You aren’t going to find it on any “Top 10 Christmas gifts for a photographer” list, but it’s an item I rarely ever go on a trip without.
This accessory has saved, improved, and inspired more photos than I dare say. It has woken me up on time. It has slowed me down to recompose and improve a shot. It has provided a sense of scale to an otherwise overwhelming scene. It has prevented me from spending an hour trying to make a busted sunrise/sunset into a vivid image. It has provided a sense of visual pop to an otherwise monochromatic scene. It has done more than I can remember, and far too much to list out.
By now you either know the answer or you are truly wondering what the accessory could be.
A small hint. It’s in this photo:
You see that pop of purple, in an otherwise green scene? The person sitting on top of what was a rock, but is now a boulder whose size can now put most houses to shame?
That’s my favorite photo accessory. It has saved, improved, or inspired more photos than I dare say.
The accessory is my favorite traveling companion.

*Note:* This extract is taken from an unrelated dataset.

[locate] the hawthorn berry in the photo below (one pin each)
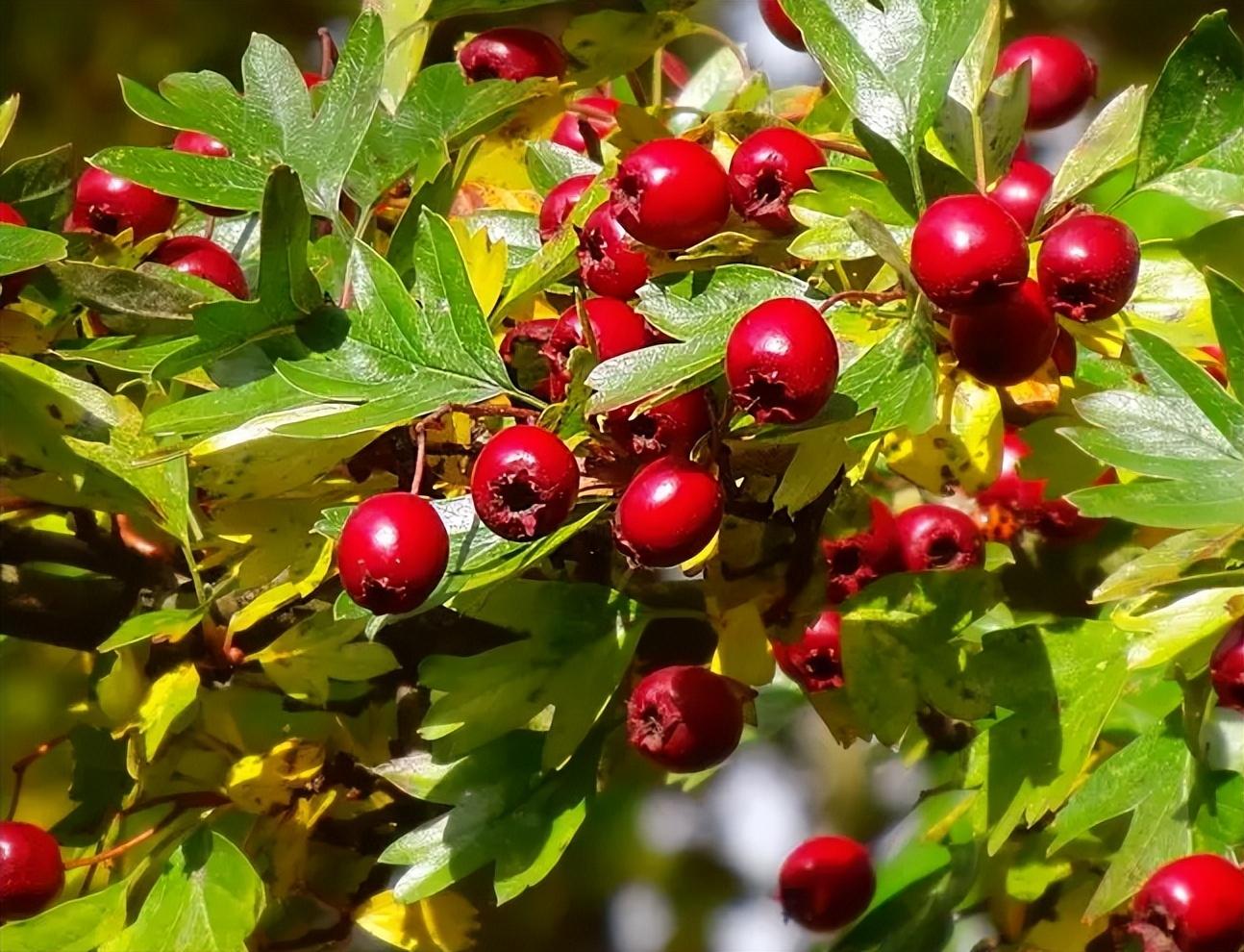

My wife.
Sounds corny doesn’t it? Too many, it probably does. But this is written in earnest.
Her attitude towards our trips is “lets see something beautiful.” That attitude has not only led us to many visually amazing places, but it has also kept us there past the point where most other individuals would have lost interest. She’s afraid to take a picture with my camera (from fear of not knowing it, or somehow screwing it up), but she understands what goes into making a great picture and is accommodating.

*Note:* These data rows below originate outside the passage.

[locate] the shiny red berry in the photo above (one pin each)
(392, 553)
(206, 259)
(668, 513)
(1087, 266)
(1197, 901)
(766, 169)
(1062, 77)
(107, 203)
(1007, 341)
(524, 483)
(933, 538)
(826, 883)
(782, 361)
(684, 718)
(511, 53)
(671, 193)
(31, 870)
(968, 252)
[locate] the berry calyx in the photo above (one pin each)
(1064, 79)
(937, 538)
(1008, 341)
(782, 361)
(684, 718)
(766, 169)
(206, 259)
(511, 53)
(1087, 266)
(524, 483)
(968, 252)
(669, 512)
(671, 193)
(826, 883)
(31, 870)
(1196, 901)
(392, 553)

Three specific examples from this photo alone. First, we went here because she chose between two waterfalls in a book (Photographing Oregon by Greg Vaughan) and picked the one she liked the most. Secondly, she did this hike with me twice in one day. Two miles round trip each time. Why? Near this location on the first hike, we agreed the light was trash, and she suggested we come back later when it was better. That was something I wasn’t going to suggest seeing as how I had already drug her 7+ miles that day and it was barely past noon. Thirdly, after snapping some similar images that contained another individual (that story and picture later) the individual had to leave. At my mention that the sense of scale was gone, she suggested to continue on down the trail and climb atop the boulder.
Those three things are powerful and that attitude is directly responsible for improving this and many of my images. It may sound small, but on a vacation where photography isn’t the main objective, having a traveling companion whose attitude is “lets see something beautiful” becomes even more impactful.